Architecture

Obama’s Columns

What they really symbolized.

Barack Obama speaks at the Democratic National Convention 2008 at the Invesco Field

The backdrop to Obama’s acceptance speech at Invesco Field last night was widely described as a Greek temple. Some have compared it to the Lincoln Memorial, a secular temple, before which Dr. Martin Luther King Jr. gave his famous “I Have a Dream” speech, whose 45th anniversary coincided with the convention. Others saw architectural allusions to the White House.

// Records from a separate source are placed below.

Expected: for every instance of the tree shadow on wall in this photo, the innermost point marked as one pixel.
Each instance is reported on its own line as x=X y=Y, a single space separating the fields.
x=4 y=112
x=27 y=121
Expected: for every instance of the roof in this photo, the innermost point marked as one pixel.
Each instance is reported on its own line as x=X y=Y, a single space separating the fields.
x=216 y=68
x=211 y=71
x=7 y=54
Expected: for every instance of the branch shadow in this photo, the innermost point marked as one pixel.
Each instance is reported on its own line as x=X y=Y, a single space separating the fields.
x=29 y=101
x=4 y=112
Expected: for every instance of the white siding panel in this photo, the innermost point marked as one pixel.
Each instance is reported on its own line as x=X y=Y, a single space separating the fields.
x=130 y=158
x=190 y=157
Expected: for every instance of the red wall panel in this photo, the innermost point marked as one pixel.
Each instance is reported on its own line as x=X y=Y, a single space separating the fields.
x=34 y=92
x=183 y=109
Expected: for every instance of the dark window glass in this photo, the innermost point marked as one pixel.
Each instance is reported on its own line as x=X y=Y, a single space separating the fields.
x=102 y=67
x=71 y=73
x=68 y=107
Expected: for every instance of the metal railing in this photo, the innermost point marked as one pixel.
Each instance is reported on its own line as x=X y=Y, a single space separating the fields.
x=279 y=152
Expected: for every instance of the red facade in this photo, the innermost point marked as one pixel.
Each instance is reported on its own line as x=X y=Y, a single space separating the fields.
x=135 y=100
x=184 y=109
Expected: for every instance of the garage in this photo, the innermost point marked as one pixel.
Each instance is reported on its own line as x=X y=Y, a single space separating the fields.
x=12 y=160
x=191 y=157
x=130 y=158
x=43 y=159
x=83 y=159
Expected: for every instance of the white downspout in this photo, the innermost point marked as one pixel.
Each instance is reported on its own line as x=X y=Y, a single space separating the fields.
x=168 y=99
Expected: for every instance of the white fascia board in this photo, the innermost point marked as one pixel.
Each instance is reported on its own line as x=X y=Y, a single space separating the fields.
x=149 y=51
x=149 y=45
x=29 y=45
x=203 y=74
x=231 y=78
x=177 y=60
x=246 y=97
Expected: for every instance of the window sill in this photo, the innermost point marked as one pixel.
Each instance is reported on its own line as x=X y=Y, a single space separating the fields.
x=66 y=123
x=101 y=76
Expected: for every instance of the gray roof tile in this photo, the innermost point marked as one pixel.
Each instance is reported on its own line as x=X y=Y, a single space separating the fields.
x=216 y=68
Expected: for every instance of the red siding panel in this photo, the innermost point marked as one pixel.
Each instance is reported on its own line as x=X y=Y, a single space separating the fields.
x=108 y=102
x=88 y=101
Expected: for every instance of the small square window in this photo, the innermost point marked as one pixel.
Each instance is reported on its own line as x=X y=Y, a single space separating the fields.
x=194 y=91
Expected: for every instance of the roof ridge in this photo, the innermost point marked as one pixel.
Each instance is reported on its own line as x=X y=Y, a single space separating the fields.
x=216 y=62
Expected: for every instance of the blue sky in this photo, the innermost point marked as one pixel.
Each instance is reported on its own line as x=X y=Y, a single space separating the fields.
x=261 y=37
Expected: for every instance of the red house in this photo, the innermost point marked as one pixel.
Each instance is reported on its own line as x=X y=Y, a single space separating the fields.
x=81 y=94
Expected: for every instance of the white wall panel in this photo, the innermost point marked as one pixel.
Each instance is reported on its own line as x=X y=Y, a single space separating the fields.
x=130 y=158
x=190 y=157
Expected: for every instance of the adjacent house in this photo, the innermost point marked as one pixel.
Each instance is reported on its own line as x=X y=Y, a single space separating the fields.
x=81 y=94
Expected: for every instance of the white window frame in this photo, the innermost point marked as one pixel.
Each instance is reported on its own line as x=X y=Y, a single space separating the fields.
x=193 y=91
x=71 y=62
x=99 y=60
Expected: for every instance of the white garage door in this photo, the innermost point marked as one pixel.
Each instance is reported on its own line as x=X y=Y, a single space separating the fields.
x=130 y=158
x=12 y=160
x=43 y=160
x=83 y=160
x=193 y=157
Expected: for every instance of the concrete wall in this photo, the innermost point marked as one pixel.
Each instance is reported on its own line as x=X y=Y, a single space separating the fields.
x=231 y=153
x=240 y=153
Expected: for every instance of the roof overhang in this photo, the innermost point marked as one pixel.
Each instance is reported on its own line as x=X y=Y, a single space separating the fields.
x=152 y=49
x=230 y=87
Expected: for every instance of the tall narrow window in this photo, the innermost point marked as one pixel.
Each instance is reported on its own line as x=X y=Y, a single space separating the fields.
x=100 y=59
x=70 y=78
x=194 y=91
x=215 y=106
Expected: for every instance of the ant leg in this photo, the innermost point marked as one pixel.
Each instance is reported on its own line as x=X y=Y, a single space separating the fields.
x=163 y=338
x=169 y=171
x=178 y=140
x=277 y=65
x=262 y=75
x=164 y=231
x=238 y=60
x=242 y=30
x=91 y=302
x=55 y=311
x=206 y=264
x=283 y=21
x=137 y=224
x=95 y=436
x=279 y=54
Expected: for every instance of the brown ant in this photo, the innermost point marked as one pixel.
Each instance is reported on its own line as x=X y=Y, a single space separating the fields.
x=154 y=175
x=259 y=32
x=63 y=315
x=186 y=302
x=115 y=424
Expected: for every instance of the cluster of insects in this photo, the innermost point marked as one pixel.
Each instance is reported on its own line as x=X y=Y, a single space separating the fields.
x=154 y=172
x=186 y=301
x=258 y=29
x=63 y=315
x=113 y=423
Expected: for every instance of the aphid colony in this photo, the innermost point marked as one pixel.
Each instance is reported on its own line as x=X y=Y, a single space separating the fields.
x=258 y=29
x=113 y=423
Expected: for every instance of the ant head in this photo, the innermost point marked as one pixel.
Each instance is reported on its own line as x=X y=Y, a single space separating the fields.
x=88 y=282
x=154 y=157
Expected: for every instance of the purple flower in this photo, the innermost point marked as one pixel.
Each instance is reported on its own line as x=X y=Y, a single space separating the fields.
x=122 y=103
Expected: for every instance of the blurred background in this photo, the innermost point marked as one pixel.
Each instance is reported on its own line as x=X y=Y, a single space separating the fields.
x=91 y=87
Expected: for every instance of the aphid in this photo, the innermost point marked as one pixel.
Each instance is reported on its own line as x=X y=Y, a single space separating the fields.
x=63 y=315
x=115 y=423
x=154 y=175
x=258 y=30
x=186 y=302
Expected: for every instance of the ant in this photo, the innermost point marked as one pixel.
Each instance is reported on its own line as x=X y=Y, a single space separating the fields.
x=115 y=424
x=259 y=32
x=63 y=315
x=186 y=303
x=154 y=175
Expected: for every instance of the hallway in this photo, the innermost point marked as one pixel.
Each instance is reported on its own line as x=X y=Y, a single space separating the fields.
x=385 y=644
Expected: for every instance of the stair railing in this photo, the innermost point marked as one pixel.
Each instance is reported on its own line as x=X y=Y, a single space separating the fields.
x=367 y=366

Actually, the Denver setting was a loose (and much smaller) version of the neoclassical colonnade in Chicago’s Soldier Field. That structure, part of an athletic stadium designed in 1919 by Holabird & Roche, commemorated World War I soldiers, hence the name. So the symbolic messages of the much-maligned Temple of Obama are not only “Lincoln,” “Martin Luther King,” and “White House,” but also “Chicago,” “war memorial” and “ancient Greece: birthplace of democracy.”

Chicago’s Soldier Field

The real surprise is that a campaign based on change eschewed Gehry-esque billowing-cloud shapes, Libeskindian jagged shards, and even stainless-and-maple Starbucks moderne. Is Obama a closet Classicist, or is this merely another measure of this contradictory politician?